Variation within genes encoding interleukin-1 and the interleukin-1 receptor antagonist influence the severity of meningococcal disease

Abstract

Background: Genetically determined variation in proinflammatory cytokine release influences severity of meningococcal disease and other serious infections.

Objective: To ascertain the relative frequencies of single nucleotide polymorphisms within the interleukin-1 gene locus among patients who survived and those who died of meningococcal disease and a control population of blood donors.

Design: Association study.

Setting: England and Wales.

Patients: 1106 consecutively received blood samples from persons with microbiologically confirmed meningococcal disease and 839 samples from blood donors.

Measurements: Patient demographic and outcome data, infecting meningococcal serogroups, and genotype at the IL1B(-511) and IL1RN(+2018) loci of patients and blood donor controls.

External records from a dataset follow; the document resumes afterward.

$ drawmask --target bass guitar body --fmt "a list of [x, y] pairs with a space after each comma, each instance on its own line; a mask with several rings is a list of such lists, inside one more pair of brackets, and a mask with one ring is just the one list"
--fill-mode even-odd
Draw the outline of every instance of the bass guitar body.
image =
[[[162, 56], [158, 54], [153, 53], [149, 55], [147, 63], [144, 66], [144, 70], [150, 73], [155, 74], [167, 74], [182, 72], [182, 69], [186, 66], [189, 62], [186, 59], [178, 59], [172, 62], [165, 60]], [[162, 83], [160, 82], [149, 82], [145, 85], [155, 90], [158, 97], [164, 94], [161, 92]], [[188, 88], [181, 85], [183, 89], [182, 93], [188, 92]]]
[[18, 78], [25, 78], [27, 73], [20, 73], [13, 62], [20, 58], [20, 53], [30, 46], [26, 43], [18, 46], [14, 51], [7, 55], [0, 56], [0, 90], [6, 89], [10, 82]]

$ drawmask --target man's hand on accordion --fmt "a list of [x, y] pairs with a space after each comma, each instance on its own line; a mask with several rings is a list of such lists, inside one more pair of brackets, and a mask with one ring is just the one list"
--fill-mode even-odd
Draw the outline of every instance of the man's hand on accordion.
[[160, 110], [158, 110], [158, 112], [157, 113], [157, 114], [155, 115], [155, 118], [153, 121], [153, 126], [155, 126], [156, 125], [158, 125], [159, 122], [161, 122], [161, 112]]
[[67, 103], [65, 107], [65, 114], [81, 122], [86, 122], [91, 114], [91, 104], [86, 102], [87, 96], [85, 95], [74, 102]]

Results: Genotype frequency did not differ between patients with meningococcal disease and blood donor controls. Logistic regression analysis revealed that the likelihood of death was significantly influenced by age but not socioeconomic status and was higher in patients who were infected with serogroup C (odds ratio for survival, 0.50 [95% CI, 0.33 to 0.78]). Patients carrying the common allele at IL1B(-511) were more likely to survive (odds ratio, 2.01 [CI, 1.11 to 3.79]). Patients with this allele were less likely to survive if they also carried the rare allele at IL1RN(+2018) (odds ratio, 0.61 [CI, 0.38 to 0.993]).

Conclusion: Genotype at the interleukin-1 gene locus influences likelihood of survival of meningococcal disease but has no effect on susceptibility to the infection. Increasing age and infection with serogroup C also influence the likelihood of death.